The heat conductive medium 3 may be a thermally conductive tape, such as an aluminum foil tape, a silicone sheet or a fiberglass sheet, with adhesive on both sides and a thickness in a range of 0.1 mm to 0.25 mm.

FIG. 3 provides a cross-sectional view of an integrated circuit in a second embodiment. As with the integrated circuit of FIG. 1, the integrated circuit of FIG. 3 further includes a heat dissipating fin set 4 and a cooling fan 5. The heat dissipating fin set 4 is disposed on top of the micro-pores ceramic heat sink 2. The cooling fan 5 is mounted on top of the heat dissipating fin set 4. Since the cooling fan 5 provides a forced convection effect, the micro-pores ceramic heat sink 2 along with the cooling fan 5 performs relative excellent heat dissipation effect.
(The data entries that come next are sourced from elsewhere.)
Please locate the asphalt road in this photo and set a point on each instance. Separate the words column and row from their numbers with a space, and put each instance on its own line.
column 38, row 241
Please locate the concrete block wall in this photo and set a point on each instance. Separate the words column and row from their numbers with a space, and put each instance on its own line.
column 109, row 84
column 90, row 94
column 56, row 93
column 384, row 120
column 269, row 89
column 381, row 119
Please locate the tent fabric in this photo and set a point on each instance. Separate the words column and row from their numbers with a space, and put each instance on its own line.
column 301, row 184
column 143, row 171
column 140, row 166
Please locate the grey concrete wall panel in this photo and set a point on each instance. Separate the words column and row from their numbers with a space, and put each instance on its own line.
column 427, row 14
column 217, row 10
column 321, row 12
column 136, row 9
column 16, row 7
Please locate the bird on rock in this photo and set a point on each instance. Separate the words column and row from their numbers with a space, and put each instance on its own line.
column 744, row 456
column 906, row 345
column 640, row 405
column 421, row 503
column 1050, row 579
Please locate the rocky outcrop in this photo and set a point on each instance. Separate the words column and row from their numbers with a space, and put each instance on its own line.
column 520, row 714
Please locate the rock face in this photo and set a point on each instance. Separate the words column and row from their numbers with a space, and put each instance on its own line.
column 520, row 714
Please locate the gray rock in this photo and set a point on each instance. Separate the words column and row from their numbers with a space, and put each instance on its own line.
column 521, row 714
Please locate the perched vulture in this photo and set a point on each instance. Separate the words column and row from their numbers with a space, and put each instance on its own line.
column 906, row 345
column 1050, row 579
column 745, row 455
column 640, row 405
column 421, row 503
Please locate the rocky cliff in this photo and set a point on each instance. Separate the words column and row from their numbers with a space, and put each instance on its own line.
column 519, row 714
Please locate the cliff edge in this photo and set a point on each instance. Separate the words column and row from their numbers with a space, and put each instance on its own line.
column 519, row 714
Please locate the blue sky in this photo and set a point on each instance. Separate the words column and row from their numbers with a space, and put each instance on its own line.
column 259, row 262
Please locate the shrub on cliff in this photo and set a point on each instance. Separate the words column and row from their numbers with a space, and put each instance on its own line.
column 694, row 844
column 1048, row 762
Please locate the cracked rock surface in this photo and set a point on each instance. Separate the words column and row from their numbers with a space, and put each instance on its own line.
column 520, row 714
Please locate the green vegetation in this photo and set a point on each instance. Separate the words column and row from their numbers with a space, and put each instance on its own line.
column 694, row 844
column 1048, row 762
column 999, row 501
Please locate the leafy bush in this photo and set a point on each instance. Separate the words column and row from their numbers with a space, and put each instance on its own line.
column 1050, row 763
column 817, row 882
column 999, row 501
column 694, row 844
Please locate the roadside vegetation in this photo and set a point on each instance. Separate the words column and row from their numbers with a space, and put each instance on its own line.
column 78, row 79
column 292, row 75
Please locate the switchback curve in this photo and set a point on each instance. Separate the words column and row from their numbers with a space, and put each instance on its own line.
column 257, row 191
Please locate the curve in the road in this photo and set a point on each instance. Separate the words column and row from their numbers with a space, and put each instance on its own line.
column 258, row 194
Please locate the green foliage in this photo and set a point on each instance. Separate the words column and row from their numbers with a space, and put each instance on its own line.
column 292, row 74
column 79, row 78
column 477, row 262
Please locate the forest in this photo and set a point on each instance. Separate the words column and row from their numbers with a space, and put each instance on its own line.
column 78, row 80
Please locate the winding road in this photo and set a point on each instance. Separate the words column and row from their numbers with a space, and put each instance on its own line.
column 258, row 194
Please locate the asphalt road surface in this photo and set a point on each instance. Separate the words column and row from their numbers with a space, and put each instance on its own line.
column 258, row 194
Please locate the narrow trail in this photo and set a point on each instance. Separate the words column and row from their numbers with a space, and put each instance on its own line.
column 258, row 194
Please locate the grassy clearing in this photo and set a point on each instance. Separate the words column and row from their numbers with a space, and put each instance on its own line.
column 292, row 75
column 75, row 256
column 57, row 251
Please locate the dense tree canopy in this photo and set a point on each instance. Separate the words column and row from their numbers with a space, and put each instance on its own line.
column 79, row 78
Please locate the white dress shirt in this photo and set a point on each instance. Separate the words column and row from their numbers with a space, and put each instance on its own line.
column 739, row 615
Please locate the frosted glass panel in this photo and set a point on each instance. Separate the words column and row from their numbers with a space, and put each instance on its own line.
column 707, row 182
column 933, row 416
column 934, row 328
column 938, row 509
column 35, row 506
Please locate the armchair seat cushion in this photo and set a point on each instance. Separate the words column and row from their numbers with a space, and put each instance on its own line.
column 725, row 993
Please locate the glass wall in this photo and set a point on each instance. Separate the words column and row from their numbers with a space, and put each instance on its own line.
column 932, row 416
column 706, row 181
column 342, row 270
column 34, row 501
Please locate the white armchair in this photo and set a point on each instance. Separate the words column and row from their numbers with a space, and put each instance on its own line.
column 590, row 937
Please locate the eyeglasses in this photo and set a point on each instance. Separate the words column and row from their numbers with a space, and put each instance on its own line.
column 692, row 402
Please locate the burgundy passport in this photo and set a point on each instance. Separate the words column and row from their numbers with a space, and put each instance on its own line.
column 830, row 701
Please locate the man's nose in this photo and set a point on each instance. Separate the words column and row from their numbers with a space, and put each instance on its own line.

It is noted that the micro-pores ceramic heat sink 2 and the heat dissipating fin set 4 may be separately formed and mounted together. Alternatively, the micro-pores ceramic heat sink 2 and the heat dissipating fin set 4 may be formed in one piece with the same material via a molding process.

While the integrated circuit device 1 operates and generates heat, the heat conductive medium 3 evenly transfers the heat to the surfaces of the micro-pores ceramic heat sink 2. In this time, the heat resistance is reduced and the heat conductivity is enhanced. Afterward, the heat dissipating fin set 4 absorbs the heat from the micro-pores ceramic heat sink 2 and the cooling fan 5 guides airflow into the heat dissipating fin set 4 to disperse the heat. In this way, the present invention utilizes the characteristic of the micro-pores ceramic heat sink 2 with the help of the heat conductive medium 3, the heat dissipating fin set 4 and the cooling fan 5 to perform an excellent heat dissipation effect.

FIG. 4 provides a perspective view of an integrated circuit in a third embodiment. As with the integrated circuit of FIG. 1, the integrated circuit of FIG. 4 further includes a plurality of fasteners 6 at corners thereof to secure the integrated circuit device 1 and the micro-pores ceramic heat sink 2 together. In this way, the bonding between integrated circuit device 1 and the micro-pores ceramic heat sink 2 are strengthened, and thereby enhances the heat dissipation effect.

It will be appreciated that although a particular embodiment of the invention has been shown and described, modifications may be made. It is intended in the claims to cover such modifications which come within the spirit and scope of the invention.

Claims

1. An integrated circuit, comprising:

an integrated circuit device;

a micro-pores ceramic heat sink placed on a surface of the integrated circuit device; and

a heat conductive medium placed in between the integrated circuit device and the micro-pores ceramic heat sink with one surface joined to the integrated circuit device and the other surface joined to the micro-pores ceramic heat sink.

2. The integrated circuit of claim 1, wherein the heat conductive medium is a thermally conductive aluminum foil tape with adhesive on both sides and has a thickness in a range of 0.1 mm to 0.25 mm.

3. The integrated circuit of claim 1, wherein the heat conductive medium is a thermally conductive silicone sheet with adhesive on both sides and has a thickness in a range of 0.1 mm to 0.25 mm.

4. The integrated circuit of claim 1, wherein the heat conductive medium is a thermally conductive fiberglass sheet with adhesive on both sides and has a thickness in a range of 0.1 mm to 0.25 mm.

5. The integrated circuit of claim 1, further comprising a heat dissipating fin set mounted on the micro-pores ceramic heat sink.

6. The integrated circuit of claim 5, further comprising a cooling fan mounted on the heat dissipating fin set.